Monday, June 08, 2009

Ograbme, Part III

When Congress ended the Embargo in 1809, it replaced it with a law temporarily banning all American trade with Britain and France. American port inspectors were then surprised by the number of vessels heading for such obscure ports-of-call as Tonningen, Saint Bartholomew island, and Fayal, in the Azores. Herbert Heaton suggests that these captains were bending the truth a little: they may indeed have intended briefly to stop in their declared destinations, but their final destinations were more lucrative ports in Europe and the West Indies. (Heaton, "Non-Importation," 192.) The new - and easily evaded - non-intercourse act lasted for a year before Congress replaced it with the more flexible (but ultimately unworkable) Macon's Bill No. 2, then with a straightforward ban on British imports, which lasted until Congress declared war on Britain.

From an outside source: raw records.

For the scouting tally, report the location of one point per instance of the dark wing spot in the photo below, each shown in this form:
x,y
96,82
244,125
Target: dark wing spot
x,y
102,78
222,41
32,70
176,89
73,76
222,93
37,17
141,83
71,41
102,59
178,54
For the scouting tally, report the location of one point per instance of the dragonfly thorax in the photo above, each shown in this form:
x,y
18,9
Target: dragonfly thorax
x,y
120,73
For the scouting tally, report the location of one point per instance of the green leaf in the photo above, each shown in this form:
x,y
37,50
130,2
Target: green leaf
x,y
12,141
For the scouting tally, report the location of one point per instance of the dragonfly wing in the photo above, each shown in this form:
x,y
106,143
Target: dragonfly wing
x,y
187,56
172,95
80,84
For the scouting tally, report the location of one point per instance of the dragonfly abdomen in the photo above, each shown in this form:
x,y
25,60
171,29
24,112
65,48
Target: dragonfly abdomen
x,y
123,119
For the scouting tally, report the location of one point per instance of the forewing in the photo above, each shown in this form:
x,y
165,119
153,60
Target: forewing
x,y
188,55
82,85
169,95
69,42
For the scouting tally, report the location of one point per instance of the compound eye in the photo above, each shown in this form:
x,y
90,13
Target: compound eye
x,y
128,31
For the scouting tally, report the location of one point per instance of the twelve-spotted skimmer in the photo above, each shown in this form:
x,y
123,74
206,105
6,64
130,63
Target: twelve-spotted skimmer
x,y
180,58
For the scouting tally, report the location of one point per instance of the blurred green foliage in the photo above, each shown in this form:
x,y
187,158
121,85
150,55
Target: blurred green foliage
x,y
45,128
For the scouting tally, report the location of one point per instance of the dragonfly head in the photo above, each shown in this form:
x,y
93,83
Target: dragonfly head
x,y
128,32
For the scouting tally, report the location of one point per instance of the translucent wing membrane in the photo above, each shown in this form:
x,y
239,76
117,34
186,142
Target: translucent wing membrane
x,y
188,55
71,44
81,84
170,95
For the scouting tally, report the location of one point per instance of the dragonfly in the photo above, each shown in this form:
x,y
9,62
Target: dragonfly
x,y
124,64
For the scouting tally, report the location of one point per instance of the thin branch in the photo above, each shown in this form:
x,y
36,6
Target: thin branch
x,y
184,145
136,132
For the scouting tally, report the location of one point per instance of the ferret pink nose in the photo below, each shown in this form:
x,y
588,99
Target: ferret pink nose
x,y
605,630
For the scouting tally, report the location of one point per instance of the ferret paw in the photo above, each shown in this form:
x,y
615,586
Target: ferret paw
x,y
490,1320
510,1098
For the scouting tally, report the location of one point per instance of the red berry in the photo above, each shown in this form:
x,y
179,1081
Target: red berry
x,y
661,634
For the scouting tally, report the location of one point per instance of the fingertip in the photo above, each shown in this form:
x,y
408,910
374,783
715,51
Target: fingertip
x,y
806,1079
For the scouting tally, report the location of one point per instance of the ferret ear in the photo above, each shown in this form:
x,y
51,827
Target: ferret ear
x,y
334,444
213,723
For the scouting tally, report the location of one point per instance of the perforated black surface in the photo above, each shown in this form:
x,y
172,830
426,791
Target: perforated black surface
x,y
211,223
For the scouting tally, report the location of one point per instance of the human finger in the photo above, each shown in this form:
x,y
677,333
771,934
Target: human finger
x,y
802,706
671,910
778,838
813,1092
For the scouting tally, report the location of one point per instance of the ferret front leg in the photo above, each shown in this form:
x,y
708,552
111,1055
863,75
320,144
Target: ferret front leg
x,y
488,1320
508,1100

Jefferson and his colleagues had hoped the Embargo would inaugurate a new era of "peaceable coercion" in international relations - a "republican alternative" to war. The limited resources of the early American state, however, combined with the ancient ingenuity of American merchants, almost by themselves guaranteed that the experiment would fail.*


* Well, more or less. The British government did finally repeal its trade restrictions in 1812, but Congress didn't receive this news until after it had declared war on Britain.